U.S. officials said 15 persons were detained in Karbala in connection with the attacks, though none was charged. Among those detained were five Farsi speakers, a suggestion that they were Iranians.

About 100,000 Iranians are thought to have come to Iraq for the Ashura religious rituals, and Iran’s news agency said 23 Iranians were among the dead.

In what appeared to be a nod to criticism from Iraq’s top Shi’ite cleric, U.S. administrator L. Paul Bremer said the coalition would help strengthen border security, adding that it was “increasingly apparent” that “a large part of terrorism” comes from outside Iraq.

Grand Ayatollah Ali al-Husseini al-Sistani and other Shi’ite leaders accused the coalition of failing to provide adequate security for the worshippers and not doing enough to prevent extremists from crossing Iraq’s porous borders.

“There are 8,000 border police on duty today, and more are on the way,” Mr. Bremer said. “We are adding hundreds of vehicles and doubling border police staffing in selected areas. The United States has committed $60 million to support border security.”

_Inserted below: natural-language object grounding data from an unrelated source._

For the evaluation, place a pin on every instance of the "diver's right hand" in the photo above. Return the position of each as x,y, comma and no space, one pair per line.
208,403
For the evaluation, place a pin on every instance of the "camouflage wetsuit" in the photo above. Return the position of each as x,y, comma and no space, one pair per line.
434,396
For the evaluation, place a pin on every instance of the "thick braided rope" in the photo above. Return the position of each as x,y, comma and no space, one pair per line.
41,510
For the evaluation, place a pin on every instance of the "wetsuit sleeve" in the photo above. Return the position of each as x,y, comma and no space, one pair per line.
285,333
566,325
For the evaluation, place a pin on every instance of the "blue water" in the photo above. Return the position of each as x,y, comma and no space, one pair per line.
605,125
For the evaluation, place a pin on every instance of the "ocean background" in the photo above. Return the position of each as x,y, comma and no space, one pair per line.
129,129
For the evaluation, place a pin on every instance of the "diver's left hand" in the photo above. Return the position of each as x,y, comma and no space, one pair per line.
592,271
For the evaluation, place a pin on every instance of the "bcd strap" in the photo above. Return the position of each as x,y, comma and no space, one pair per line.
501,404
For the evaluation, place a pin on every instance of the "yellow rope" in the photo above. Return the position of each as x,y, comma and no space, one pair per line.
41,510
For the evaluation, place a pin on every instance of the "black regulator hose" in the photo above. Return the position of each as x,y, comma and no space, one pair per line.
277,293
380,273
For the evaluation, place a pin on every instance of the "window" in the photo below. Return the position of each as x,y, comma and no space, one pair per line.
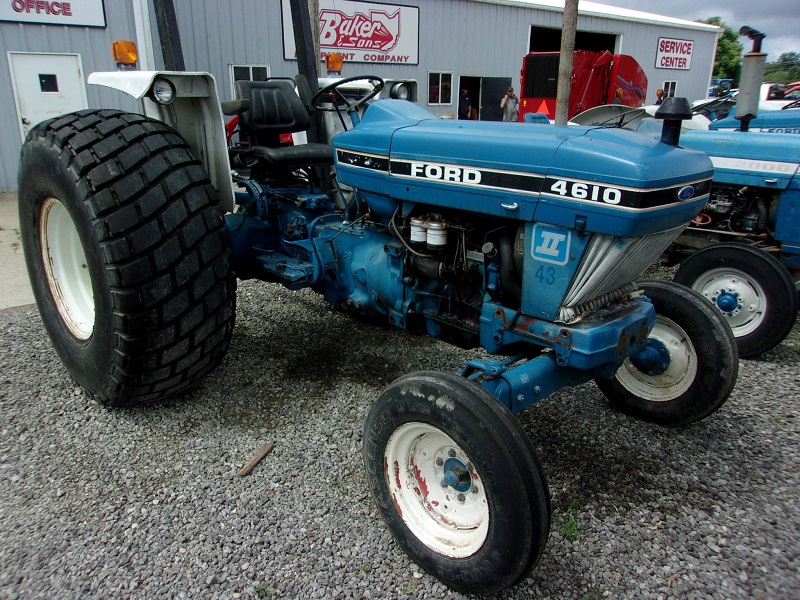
248,73
48,83
440,88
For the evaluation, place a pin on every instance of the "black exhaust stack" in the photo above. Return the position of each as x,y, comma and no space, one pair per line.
673,111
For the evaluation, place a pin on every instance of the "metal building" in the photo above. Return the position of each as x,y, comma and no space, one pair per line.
51,46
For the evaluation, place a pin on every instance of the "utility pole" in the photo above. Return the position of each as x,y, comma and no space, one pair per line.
565,61
169,36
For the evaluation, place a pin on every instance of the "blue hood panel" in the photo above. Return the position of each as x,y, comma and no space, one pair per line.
613,181
750,158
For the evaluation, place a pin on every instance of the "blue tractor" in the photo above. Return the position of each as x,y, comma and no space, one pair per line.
526,240
742,252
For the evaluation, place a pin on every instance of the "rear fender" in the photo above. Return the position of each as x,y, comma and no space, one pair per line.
195,114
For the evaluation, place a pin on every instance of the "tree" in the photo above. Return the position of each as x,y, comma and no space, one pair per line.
728,61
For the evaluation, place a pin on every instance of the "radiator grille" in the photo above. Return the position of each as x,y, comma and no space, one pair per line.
609,269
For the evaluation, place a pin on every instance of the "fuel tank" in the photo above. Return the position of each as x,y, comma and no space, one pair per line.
594,179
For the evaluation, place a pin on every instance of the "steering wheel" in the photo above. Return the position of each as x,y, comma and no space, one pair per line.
331,99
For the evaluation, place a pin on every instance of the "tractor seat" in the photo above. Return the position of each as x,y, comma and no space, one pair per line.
275,108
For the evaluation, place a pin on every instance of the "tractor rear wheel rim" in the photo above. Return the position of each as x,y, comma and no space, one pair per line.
740,298
436,490
66,268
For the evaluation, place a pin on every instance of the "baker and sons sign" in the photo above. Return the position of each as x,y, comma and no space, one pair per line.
88,13
361,32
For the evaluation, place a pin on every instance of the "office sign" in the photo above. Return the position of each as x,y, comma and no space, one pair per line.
363,32
85,13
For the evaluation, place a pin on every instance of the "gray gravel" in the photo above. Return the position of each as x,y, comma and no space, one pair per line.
148,503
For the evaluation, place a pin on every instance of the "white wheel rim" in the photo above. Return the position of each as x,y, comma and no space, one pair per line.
678,376
66,269
448,521
735,286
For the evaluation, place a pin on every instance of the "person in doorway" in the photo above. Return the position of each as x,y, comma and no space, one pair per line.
464,104
510,105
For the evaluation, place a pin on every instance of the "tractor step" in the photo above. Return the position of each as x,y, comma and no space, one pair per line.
287,268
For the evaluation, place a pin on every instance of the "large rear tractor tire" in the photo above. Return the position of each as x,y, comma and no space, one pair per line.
457,481
750,288
691,364
126,254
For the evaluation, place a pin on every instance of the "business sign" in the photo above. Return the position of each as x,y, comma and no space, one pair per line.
674,54
86,13
363,32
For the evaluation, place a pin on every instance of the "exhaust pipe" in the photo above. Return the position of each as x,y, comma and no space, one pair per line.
673,111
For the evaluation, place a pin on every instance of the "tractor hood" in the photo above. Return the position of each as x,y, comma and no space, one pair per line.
749,158
608,180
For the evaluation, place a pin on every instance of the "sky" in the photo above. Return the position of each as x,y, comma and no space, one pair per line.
778,19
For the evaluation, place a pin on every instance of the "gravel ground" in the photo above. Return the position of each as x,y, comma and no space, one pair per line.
148,503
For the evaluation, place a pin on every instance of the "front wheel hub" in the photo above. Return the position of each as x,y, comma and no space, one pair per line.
727,301
654,359
456,475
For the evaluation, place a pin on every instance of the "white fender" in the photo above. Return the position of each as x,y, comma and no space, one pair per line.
195,114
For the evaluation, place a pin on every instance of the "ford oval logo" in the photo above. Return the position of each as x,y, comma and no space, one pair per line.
686,192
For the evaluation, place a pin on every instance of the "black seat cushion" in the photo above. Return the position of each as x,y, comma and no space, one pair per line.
276,108
289,157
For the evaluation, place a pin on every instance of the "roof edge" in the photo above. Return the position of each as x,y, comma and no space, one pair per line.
595,9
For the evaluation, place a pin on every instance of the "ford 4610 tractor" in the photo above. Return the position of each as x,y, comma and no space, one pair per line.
526,240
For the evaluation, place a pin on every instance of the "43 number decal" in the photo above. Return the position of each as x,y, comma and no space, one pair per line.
546,275
586,191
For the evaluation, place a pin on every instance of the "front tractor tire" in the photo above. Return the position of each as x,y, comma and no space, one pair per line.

In an attempt to play down sectarian divisions, Shi’ite Muslim clerics and Sunni preachers led thousands in a march from a Shi’ite suburb in eastern Baghdad to the Kazimiya district where the bombings in the capital occurred.

“We and our Sunni countrymen are, have been and always will be brothers,” said Shi’ite preacher Amer al-Hussein, a senior aide to firebrand cleric Muqtada al-Sadr, an outspoken opponent of the U.S.-led occupation.

Members of the U.S.-appointed Iraqi Governing Council also stressed the need for unity between Shi’ites and Sunnis.

“It was a crime directed not only against Shi’ites, or Islam, but against humanity,” said Ibrahim al-Jaafari, a prominent Shi’ite council member. “Anyone who kills a Sunni is against the spirit of Shi’ism. And anyone who kills a Shi’ite is against the spirit of Sunnism,” he said.

Council members also sought to discourage speculation that the attacks would trigger a wave of reprisal killings that would spiral toward civil war.

“We are nowhere near civil war,” said Mouwafak al-Rubaie, a Shi’ite member. “It will never happen in this country.”

Shi’ites are thought to make up about 60 percent of Iraq’s 25 million people, and the collapse of Saddam’s Sunni-dominated regime has offered them the opportunity to transform their numbers into domination of the government being worked out with the U.S.-led coalition.